Research Labs at the Center for Bioethics
Research is essential to the field of bioethics.
Research in bioethics has a long history at Harvard Medical School, going back at least to the 1960s and the work of Dr. Henry Beecher, an anesthesiologist at Massachusetts General Hospital and an early scholar of ethical issues in medicine.
The trials of the Nazi physicians at Nuremberg seemingly contrasted the atrocities of German medicine with the high ethical standards that existed in America. Beecher's 1966 paper on "Ethics and Clinical Research" disabused Americans of this pretense, providing an exposé of the egregiously unethical practices of many of his contemporaries in their conduct of research on human volunteers.

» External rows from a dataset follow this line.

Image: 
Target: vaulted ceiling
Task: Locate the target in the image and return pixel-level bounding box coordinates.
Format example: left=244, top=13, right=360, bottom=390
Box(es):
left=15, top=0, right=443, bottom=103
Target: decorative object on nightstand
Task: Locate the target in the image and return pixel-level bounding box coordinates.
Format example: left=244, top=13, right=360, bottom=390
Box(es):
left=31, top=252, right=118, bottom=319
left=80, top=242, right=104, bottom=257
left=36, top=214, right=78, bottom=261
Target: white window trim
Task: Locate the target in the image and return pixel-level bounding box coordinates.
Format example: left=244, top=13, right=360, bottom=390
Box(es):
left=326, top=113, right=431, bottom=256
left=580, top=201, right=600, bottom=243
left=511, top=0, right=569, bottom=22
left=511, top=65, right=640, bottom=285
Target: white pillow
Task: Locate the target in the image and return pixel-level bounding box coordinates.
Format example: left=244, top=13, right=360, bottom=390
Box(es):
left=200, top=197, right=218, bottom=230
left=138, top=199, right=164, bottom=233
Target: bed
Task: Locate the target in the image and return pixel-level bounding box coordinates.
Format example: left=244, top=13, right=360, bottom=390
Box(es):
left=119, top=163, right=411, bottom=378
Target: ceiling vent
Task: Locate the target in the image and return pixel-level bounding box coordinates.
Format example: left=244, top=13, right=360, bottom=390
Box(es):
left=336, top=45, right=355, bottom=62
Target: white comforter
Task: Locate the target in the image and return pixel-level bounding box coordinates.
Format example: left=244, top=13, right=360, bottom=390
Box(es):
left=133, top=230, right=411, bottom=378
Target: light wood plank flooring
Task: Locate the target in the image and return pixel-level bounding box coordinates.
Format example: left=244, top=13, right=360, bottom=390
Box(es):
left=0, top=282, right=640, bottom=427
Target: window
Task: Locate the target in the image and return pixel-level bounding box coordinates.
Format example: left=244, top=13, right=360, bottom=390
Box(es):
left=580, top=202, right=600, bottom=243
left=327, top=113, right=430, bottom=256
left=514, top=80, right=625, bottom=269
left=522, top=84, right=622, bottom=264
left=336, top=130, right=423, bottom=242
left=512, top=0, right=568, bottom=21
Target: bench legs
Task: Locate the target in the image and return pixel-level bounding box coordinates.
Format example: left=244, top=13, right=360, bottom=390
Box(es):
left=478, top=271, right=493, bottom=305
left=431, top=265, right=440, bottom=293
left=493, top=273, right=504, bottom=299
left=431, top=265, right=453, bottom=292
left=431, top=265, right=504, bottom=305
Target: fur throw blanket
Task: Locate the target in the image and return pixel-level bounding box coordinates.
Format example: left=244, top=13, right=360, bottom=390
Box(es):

A few years later, Professor Allan Brandt, a former director of what is now the Center for Bioethics, helped expose the racist experiments performed by the US Public Health Service at Tuskegee on the effects of "untreated syphilis in the Negro male." These revelations motivated the appointment of a National Commission, chaired by Dr. Ken Ryan, professor at Harvard Medical School, which produced the Belmont Report – the foundational document in the United States on the ethics of human research. Today the Center seeks to reinforce these lessons through its relationship with the Center for Bioethics at Tuskegee University.
In the years since, HMS has been home to many of the leading scholars in bioethics, philosophy, anthropology, history, and social medicine, including Frances Kamm, Paul Farmer, Arthur Kleinman, Leon Eisenberg, David Jones, Norman Daniels, Dan Brock, and Dan Wikler.
In the field of bioethics, normative research goes hand-in-hand with empirical research. Often empirical research reveals ethical concerns, which are then rigorously explored and normatively analyzed with the tools of philosophy, law, and the social sciences. The lessons learned from this scholarship is then actualized through advocacy and policy development, and channeled through professional societies as well as governmental and non-profit organizations.
Today the faculty at the Center for Bioethics are engaged across the entire spectrum of research, advocacy, and health policy. Individual research portfolios can be found in the Catalyst profiles of our members. The Center has a special interest in the field of neuroethics and recently recruited an exceptional scholar in the field, professor Gabriel Lázaro-Muñoz. Through partnerships with the strong neuroscience faculty within HMS and across the University, him and his team are illuminating the profound ethical issues emerging in the rapidly developing neurosciences.
The Center currently houses the Lázaro-Muñoz Lab: Brain Bioethics Laboratory. The lab considers questions at the intersections of neuroscience, ethics, and the law.